Prolonged or leisurely sitting contributes to metabolic syndrome, which the Mayo Clinic defines as “a cluster of conditions — increased blood pressure, high blood sugar, excess body fat around the waist, and abnormal cholesterol or triglyceride levels — that occur together, increasing your risk of heart disease, stroke and diabetes.” The Mayo Clinic describes in more detail what happens:

“Red blood cells in your legs begin to clump together, thickening inside your vessels and slowing circulation. If, later, you notice a further drop in energy, it’s because your body’s insulin
production is down. The sugars . . . linger in your bloodstream, rather than being ushered into your muscles for energy. Soon a key element responsible for vacuuming fat out of the blood deactivates. Small amounts of fat begin to accumulate in your blood; your body will store it in an easy-to-access central location — your gut.”

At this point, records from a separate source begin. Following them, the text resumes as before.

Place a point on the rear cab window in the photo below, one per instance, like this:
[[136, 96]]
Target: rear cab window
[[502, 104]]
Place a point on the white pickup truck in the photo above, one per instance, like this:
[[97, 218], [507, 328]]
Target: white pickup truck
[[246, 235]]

Mayo adds, “You may also have hunger cravings, even though you haven’t moved. That’s because your appetite-regulating hormones leptin and ghrelin have gone off-kilter. Meanwhile . . . deep within your leg muscles, a gene critical for suppressing clotting and inflammation switches off. By the end of the day, even with a lunch break and trips to the water cooler, your good cholesterol and insulin sensitivity may have fallen 20 to 40 percent.”

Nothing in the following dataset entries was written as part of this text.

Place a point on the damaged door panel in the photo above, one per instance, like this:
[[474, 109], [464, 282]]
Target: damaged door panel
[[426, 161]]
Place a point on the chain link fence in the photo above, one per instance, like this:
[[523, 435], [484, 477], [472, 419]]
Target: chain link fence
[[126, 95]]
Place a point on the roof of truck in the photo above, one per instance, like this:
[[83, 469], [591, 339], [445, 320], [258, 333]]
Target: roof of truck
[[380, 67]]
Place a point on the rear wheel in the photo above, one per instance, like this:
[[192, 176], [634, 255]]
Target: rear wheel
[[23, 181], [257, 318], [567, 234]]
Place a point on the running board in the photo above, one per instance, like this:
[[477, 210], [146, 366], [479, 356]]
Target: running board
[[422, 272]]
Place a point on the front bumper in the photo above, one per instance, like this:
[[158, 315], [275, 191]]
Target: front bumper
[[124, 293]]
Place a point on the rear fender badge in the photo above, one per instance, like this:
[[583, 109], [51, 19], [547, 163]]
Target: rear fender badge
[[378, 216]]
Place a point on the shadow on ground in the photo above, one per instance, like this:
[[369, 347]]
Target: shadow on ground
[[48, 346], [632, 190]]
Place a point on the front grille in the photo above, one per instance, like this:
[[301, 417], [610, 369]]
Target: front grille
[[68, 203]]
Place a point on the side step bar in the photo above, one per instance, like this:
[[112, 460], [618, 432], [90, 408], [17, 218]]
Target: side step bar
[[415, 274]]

Shaw writes, “Sitting disease may be even more concerning to women than men.” A study by Alpa Patel, an epidemiologist with the American Cancer Society, found that “men who spent six hours or more per day of their leisure time sitting had an overall death rate that was about 20 percent higher than men who sat for three hours or less. The death rate for women who sat more than six hours a day was about 40 percent higher.”

Patel writes that leisure-time sitting “has been associated with greater mortality, cardiovascular disease, type II diabetes mellitus, obesity, and some cancers . . . markers of chronic disease risk such as weight gain, high cholesterol, high fasting insulin levels, and other biomarkers.” She estimates that, on average, people who sit too much “shave years off their lives.”

Convinced that standing during his long workdays will improve his health, Borsch tells Shaw that it’s likely he’ll never sit at his desk again. “Once you make that two-week transition or maybe three weeks — or however long it takes somebody to make that initial adjustment — there’s no looking back.”

If buying a standup desk isn’t on your to-do-list, Bonnie Berkowitz and Patterson Clark from The Washington Post recommend “sitting on something wobbly, stretching the hip flexors, walking during breaks, alternating between sitting and stranding, and trying yoga poses.”